One such leader is a young woman named Sreymom (pictured at the beginning of the post), who moved to Phnom Penh at the age of 18 to work in the garment industry. She began to access to the United Sisterhood Alliance services and eventually went on to be employed as a facilitator for the project. Inspired by what she had learned about labour law and labour rights, Sreymom was inspired to pursue a legal career. She says that “workers become victims because they don’t understand the law” and she thought that if she studied Law then “we could fight for justice for ourselves”. But first she has to obtain her high school certificate.

Fast forward to this year, almost a decade since she began working in the garment industry, Sreymom has graduated from her law degree, which she managed to do whilst still working for the project to earn her living. The project has made a huge difference in her own life, and I am sure she will continue to make a difference in the lives of the young garment workers who were once her colleagues.

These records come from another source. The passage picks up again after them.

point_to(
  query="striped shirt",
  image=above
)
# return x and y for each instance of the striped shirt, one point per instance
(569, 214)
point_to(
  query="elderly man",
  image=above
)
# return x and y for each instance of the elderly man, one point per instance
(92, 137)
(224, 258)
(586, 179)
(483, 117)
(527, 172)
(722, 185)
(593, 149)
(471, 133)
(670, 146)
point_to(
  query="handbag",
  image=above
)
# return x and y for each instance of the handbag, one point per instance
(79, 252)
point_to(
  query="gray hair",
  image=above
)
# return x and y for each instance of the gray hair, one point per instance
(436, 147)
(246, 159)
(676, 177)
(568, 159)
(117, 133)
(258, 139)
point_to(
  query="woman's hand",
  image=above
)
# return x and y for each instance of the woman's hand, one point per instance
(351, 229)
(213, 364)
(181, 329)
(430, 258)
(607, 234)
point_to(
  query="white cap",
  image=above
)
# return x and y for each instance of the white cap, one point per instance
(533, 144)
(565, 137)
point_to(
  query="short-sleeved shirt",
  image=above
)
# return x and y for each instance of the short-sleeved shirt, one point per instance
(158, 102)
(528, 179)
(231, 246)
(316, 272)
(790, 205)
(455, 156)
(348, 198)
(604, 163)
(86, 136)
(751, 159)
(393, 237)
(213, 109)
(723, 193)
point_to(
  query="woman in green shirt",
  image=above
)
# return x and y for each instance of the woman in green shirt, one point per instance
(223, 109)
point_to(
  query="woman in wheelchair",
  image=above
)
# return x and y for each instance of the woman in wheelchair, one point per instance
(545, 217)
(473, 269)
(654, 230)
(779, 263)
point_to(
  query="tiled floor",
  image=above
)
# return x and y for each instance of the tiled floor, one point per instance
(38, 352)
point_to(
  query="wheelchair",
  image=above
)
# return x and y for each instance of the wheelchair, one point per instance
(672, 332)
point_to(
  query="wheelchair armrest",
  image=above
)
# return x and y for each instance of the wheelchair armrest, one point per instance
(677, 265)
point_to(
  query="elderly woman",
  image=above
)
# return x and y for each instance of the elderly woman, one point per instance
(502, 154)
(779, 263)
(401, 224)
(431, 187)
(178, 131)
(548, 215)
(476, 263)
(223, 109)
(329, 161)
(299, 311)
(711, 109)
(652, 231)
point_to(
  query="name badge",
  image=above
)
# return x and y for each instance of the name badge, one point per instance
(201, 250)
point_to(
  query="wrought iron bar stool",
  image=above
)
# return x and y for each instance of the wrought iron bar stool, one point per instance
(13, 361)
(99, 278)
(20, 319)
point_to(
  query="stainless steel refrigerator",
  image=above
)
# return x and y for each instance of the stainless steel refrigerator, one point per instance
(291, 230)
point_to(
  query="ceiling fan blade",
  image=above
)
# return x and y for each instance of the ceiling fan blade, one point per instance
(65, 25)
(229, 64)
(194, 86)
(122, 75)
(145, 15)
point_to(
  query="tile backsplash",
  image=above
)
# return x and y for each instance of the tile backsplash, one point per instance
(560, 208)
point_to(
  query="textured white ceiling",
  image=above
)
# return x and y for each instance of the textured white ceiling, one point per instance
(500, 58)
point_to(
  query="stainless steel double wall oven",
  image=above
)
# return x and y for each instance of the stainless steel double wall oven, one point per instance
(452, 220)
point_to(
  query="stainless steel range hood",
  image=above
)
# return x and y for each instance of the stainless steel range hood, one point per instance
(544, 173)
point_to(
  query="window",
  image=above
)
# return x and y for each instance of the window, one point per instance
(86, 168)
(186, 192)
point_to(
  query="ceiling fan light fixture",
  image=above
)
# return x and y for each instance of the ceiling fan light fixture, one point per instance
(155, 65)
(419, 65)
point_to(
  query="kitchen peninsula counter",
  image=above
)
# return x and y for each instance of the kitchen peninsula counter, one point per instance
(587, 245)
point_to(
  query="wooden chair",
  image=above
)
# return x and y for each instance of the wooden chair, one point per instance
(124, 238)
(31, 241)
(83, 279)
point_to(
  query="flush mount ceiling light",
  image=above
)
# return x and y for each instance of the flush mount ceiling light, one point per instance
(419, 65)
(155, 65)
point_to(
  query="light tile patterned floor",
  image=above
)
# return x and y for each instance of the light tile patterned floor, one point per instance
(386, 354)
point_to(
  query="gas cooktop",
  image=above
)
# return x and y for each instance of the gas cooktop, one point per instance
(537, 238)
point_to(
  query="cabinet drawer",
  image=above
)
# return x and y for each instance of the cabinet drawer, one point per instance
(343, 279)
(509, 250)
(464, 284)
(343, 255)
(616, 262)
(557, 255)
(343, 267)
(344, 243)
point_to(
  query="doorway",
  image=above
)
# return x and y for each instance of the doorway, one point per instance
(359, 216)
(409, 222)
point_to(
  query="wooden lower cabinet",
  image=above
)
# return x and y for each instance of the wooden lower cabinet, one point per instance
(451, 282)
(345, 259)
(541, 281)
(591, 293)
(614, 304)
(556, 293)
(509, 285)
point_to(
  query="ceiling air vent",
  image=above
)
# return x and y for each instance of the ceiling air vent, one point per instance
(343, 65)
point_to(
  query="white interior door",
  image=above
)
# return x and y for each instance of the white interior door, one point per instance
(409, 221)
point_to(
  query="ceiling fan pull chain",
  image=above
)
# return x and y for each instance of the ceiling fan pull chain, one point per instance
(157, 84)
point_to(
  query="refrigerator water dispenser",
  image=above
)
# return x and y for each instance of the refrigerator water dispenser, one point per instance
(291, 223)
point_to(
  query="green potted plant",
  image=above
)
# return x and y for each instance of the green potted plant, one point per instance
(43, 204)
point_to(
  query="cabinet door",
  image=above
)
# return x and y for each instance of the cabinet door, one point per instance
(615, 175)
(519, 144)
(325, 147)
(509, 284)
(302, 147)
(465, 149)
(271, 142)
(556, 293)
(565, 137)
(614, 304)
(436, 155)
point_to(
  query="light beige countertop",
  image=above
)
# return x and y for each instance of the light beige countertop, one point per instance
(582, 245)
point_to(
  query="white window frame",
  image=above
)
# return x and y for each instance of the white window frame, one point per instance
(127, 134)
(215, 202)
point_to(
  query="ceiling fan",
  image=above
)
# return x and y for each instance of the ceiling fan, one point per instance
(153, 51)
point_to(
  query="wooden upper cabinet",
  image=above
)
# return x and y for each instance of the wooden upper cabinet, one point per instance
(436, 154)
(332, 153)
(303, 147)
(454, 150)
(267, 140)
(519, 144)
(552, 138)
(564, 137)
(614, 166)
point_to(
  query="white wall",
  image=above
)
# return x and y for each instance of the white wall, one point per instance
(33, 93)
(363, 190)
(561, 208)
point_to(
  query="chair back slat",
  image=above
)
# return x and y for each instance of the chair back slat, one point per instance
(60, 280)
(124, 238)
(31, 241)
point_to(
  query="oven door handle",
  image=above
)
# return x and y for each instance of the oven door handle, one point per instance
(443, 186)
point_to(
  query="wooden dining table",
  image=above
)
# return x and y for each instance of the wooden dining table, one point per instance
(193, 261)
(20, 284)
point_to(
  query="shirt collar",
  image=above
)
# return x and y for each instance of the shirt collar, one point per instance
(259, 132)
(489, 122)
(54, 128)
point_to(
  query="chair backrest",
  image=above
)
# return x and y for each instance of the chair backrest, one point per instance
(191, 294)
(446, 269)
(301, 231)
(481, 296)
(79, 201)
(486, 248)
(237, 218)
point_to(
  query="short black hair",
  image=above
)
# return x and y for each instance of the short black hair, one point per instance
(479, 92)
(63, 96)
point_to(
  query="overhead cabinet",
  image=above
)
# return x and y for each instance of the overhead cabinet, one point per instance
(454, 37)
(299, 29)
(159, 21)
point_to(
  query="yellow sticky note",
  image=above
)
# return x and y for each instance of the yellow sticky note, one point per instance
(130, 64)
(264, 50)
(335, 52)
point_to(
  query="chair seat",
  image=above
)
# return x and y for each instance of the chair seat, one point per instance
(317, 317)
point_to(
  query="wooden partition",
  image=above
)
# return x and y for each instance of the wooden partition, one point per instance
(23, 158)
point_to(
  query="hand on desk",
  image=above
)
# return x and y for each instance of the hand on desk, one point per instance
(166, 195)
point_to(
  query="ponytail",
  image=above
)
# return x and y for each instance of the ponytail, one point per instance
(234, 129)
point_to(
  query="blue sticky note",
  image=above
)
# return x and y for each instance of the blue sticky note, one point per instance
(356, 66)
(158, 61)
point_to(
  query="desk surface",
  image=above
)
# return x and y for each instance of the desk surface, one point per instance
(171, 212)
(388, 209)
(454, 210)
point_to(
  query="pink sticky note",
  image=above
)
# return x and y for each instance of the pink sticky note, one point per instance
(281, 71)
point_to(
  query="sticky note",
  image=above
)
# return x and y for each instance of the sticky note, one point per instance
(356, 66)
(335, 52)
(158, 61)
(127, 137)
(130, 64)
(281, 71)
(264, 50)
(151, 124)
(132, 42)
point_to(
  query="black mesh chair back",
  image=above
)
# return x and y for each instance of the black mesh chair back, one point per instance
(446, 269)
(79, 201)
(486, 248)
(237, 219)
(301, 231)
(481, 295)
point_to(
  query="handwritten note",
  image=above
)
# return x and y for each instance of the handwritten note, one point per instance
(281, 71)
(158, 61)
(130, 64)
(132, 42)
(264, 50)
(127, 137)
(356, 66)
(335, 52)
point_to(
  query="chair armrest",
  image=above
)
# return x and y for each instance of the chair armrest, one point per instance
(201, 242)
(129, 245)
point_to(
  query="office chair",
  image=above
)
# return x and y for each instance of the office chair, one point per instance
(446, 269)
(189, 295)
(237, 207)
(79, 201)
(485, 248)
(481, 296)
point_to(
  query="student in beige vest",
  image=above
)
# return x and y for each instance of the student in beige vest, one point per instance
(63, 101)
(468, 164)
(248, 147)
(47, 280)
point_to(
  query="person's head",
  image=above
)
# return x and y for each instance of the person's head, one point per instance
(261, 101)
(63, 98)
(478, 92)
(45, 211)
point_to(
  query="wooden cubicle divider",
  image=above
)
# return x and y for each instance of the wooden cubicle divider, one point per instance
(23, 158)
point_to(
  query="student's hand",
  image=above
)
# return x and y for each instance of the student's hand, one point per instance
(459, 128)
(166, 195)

In 2009 I was fortunate enough to volunteer for a Chinese NGO who did some similar work, and I accompanied my colleague on her field trips to villages. Just 5 years earlier my colleague had never left the village in which she had grown up. She was much like Sreymom, and her involvement in a project had set her on a path to empowering her peers across the nation. Being fluent in Mandarin I was really able to understand what a powerful difference that a woman like my colleague (or a woman like Sreymom in Cambodia) can make. But despite the amazing work that projects like these are doing, they have difficultly connecting with the vital funds they need for their work. And that is where INGOs can as IWDA can assist. Connecting donors like us, with projects that doing amazing work.

So if, like me, you have purchased the occasional unethical garment, you can easily put things right by the values you hold in your heart. (I wanted to say “atone for you sins” but that is just too dark!) You might not be able to track down the garment worker who made your particular clothes, but you can assist Cambodian garment workers in their fight for better working conditions. By donating IWDA’s fundraising campaign, you can support the United Sisterhood Alliance, and women like Sreymom, to empower more young women in the garment industry. As you can see with Sreymom’s story, you cannot underestimate the power of this project (and your donations) to truly transform lives.